First we observe that the graph of $|x+1|$ and we see that, at x=-1, it reaches it's minimum, 0.

So, to solve this, we consider a solution for which, at $x=-1, |x+1| = 1.5$

There are 2 cases:

$Case 1. -a+1=1.5$

$a=-.5$

$Case 2. -a+1=-1.5$

$a=2.5$

Perhaps we check to see if this works, and find that the first case works and the second does not. The reason for this is that the a does not necessarily minimize at -1. It only does this when the second expression's x can't overpower it, which it will not only if a is between 1 and -1.

So we have 1 solution, $a=-5$ .

But what do we do about solutions in which the ax does overpower it the x and move the minimum?

Because of the linear nature of these expressions, the minimum must be at a point of change. We got the first point of change above, by looking at the graph of $x+1$ . Using these observations we can figure out that $ax+1$ , minimizes at 0, at that the point where it reaches it's minimum is therefore $ax+1=0$

$ax=-1$

$x=-1/a$

Imagining the graph of the equation that is given to us with this information assuming that $ax>|1|$ , there will be two lines coming down that will make sharp turns at $x=-1 and x=-1/a.$ In between $x=-1 and x=-1/a$ it will decrease at a rate of $a-1$ (since the two lines will be 'fighting' each other, the ax going down and the x going up). So the total decrease from the point x=-1 to the point x=-1/a will be equal to the distance between the points $(1-1/a)$ times the steepness of the slope between the points $(a-1)$ . At the point x=-1 we can figure out the height of the graph in terms of a.

$f(x) = |x+1| + |ax+1|$

$f(x) = |-1+1| + |a*-1+1|$

$f(x) = |-a+1|$

Now, we know that the minimum is equal to this height minus the change between the point x=-1 and x=-1/a, which I figured out in the last paragraph. We can now write our final equation to find the minimum based on a (when a is not between -1 and 1)! EXCITING!

$|-a+1| - (a-1)(1-1/a)$

Let's set that equal to 1.5, our goal, and solve.

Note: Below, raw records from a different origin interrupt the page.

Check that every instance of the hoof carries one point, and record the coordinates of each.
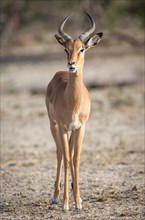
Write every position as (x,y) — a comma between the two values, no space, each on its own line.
(79,205)
(66,207)
(54,201)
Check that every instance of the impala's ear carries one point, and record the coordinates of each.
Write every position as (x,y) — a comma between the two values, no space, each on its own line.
(92,41)
(60,40)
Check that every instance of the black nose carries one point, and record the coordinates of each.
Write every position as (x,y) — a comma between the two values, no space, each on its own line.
(71,63)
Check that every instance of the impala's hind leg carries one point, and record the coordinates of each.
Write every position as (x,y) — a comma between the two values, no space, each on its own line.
(71,154)
(55,134)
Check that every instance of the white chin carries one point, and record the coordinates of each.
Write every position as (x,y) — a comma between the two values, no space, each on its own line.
(72,71)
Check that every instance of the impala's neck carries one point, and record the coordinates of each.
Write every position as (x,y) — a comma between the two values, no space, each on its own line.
(74,91)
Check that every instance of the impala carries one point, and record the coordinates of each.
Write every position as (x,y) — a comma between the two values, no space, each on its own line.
(68,106)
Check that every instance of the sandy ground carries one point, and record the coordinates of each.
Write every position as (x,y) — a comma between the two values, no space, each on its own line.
(112,158)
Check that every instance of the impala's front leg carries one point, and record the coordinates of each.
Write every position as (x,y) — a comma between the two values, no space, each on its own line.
(65,150)
(79,134)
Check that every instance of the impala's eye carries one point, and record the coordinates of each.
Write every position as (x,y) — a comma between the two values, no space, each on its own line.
(66,50)
(82,50)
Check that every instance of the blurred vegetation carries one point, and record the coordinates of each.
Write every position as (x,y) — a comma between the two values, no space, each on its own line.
(19,14)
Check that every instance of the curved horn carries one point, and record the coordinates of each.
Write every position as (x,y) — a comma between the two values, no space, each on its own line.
(61,32)
(87,33)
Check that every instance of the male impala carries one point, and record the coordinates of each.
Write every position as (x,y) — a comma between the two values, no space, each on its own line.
(68,106)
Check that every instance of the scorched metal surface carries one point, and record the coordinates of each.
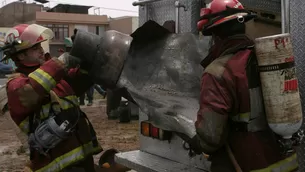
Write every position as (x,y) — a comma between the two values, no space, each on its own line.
(162,11)
(297,19)
(163,76)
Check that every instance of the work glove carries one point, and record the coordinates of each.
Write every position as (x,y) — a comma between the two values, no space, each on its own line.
(69,61)
(191,144)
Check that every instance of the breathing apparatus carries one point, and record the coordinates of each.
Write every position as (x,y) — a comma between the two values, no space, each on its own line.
(56,128)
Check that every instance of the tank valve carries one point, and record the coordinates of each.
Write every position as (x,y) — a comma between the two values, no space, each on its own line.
(287,145)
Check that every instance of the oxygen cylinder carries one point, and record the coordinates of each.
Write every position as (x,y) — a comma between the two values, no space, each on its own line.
(279,84)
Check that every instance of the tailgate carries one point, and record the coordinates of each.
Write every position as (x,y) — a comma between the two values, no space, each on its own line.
(145,162)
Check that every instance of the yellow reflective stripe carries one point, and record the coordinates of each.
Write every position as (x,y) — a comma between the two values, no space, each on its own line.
(242,117)
(24,125)
(66,105)
(83,71)
(43,78)
(285,165)
(63,105)
(45,111)
(71,157)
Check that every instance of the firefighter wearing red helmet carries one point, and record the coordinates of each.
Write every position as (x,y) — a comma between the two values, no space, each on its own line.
(231,124)
(42,100)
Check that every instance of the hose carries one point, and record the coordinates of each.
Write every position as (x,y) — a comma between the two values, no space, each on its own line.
(232,158)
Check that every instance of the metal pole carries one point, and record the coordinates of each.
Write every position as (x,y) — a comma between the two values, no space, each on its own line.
(141,3)
(177,22)
(285,16)
(146,13)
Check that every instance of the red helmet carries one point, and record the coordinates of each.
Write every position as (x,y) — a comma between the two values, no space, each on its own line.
(216,7)
(26,36)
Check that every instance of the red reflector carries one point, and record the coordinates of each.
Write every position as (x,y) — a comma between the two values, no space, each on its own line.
(154,132)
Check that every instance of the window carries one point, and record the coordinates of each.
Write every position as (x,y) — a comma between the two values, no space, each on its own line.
(60,31)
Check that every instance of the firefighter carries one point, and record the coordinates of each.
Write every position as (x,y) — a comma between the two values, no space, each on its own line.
(230,128)
(42,100)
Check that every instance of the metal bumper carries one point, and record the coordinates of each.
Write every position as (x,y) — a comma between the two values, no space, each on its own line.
(144,162)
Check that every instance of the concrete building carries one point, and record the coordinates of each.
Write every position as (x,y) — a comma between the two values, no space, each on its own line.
(126,24)
(63,19)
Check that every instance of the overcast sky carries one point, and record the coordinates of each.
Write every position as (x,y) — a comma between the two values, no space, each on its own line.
(112,8)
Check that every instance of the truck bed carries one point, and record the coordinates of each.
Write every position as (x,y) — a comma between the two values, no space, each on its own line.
(142,161)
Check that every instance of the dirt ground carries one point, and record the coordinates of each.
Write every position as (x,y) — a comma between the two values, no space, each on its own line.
(111,134)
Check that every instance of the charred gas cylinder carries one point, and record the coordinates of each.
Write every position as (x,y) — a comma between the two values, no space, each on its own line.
(280,88)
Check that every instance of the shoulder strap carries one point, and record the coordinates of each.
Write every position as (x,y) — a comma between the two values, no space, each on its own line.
(3,93)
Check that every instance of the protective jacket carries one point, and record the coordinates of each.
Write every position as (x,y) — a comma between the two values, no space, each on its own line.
(29,104)
(232,115)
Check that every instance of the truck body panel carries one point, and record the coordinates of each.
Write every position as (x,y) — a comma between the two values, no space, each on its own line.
(154,153)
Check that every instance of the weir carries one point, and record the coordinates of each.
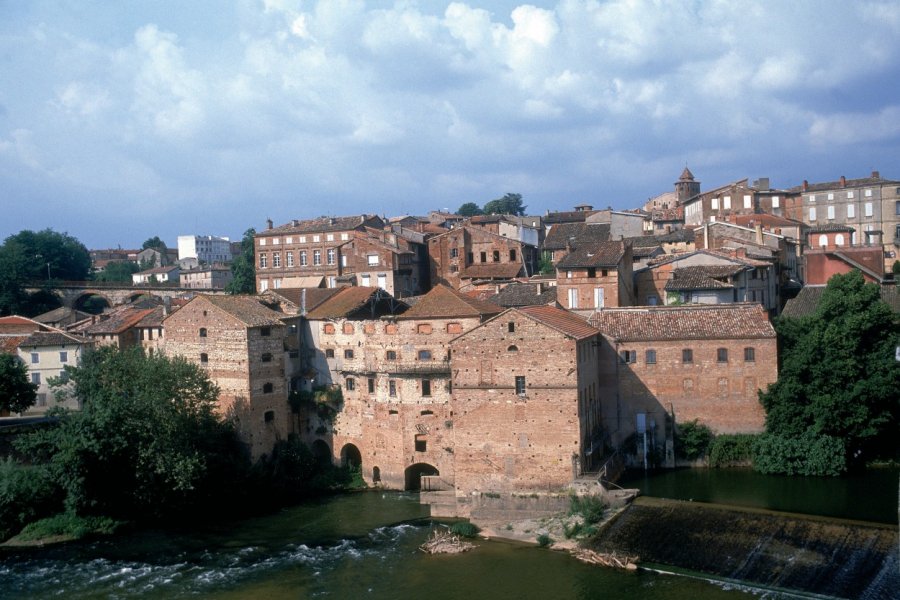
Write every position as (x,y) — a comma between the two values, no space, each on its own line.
(831,557)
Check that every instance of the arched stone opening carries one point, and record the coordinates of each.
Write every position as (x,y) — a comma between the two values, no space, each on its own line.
(414,473)
(321,452)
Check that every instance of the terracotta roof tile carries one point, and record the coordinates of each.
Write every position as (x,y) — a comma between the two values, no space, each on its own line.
(443,301)
(691,322)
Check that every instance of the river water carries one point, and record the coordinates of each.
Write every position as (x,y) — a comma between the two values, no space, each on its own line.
(362,545)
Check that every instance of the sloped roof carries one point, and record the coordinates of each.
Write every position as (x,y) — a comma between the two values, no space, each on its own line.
(599,254)
(443,301)
(575,234)
(689,322)
(561,320)
(249,310)
(492,271)
(523,294)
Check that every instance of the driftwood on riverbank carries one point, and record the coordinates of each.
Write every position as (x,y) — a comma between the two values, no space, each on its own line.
(613,560)
(444,542)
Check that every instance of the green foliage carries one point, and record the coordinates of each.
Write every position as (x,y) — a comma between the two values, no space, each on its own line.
(147,441)
(119,271)
(243,267)
(732,450)
(838,376)
(26,494)
(692,440)
(41,257)
(464,529)
(591,508)
(70,526)
(809,454)
(509,204)
(17,393)
(469,209)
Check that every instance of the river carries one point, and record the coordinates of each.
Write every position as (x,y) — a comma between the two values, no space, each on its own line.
(362,545)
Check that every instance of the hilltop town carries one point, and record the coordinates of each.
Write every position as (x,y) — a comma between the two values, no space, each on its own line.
(489,353)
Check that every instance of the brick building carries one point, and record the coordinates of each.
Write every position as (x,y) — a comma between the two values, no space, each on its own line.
(242,345)
(526,402)
(681,363)
(596,275)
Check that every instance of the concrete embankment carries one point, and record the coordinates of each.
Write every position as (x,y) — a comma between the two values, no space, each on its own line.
(836,558)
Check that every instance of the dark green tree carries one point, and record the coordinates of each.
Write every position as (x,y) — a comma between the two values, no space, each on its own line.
(154,243)
(147,442)
(469,209)
(17,393)
(510,204)
(838,382)
(243,267)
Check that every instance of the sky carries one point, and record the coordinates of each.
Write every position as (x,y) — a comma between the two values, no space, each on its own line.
(124,120)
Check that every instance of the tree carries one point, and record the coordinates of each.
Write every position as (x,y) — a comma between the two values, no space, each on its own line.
(510,204)
(469,209)
(147,442)
(17,393)
(838,382)
(243,267)
(154,243)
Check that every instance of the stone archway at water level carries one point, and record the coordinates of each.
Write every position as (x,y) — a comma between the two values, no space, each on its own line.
(414,473)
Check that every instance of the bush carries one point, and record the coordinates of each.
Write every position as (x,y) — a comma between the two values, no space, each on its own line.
(810,454)
(464,529)
(692,440)
(731,450)
(69,525)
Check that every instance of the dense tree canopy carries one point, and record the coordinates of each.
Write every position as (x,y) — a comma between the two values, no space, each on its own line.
(510,204)
(243,267)
(836,399)
(17,393)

$|-a+1| - (a-1)(1-1/a)=1.5$

$|-a+1| - (a-2+1/a)=1.5$

$|-a+1| -a + 2 - 1/a=1.5$

$|-a+1| -a + .5 - 1/a=0$

Now we'll split it into the 2 cases...

$Case 1. -a+1=-a + .5 - 1/a$

$.5= - 1/a$

$a = -2$

$Case 2. a-1=-a + .5 - 1/a$

$0=-2a+1.5-1/a$

$0=-2a^2+1.5a-1$

The quadratic formula gives us imaginary solutions for Case 2, but for Case 1 we get a nice, non-imaginary answer of -2! Add that to our previous answer of -.5 and, at last, the solution-> -2.5!

I tried to make this solution easy to follow, did I do a good job? Pretty much the first time I used latex, too. It wasn't as hard as I thought. The solution might not be "BRILLIANT!" but, hey, I solved it, right?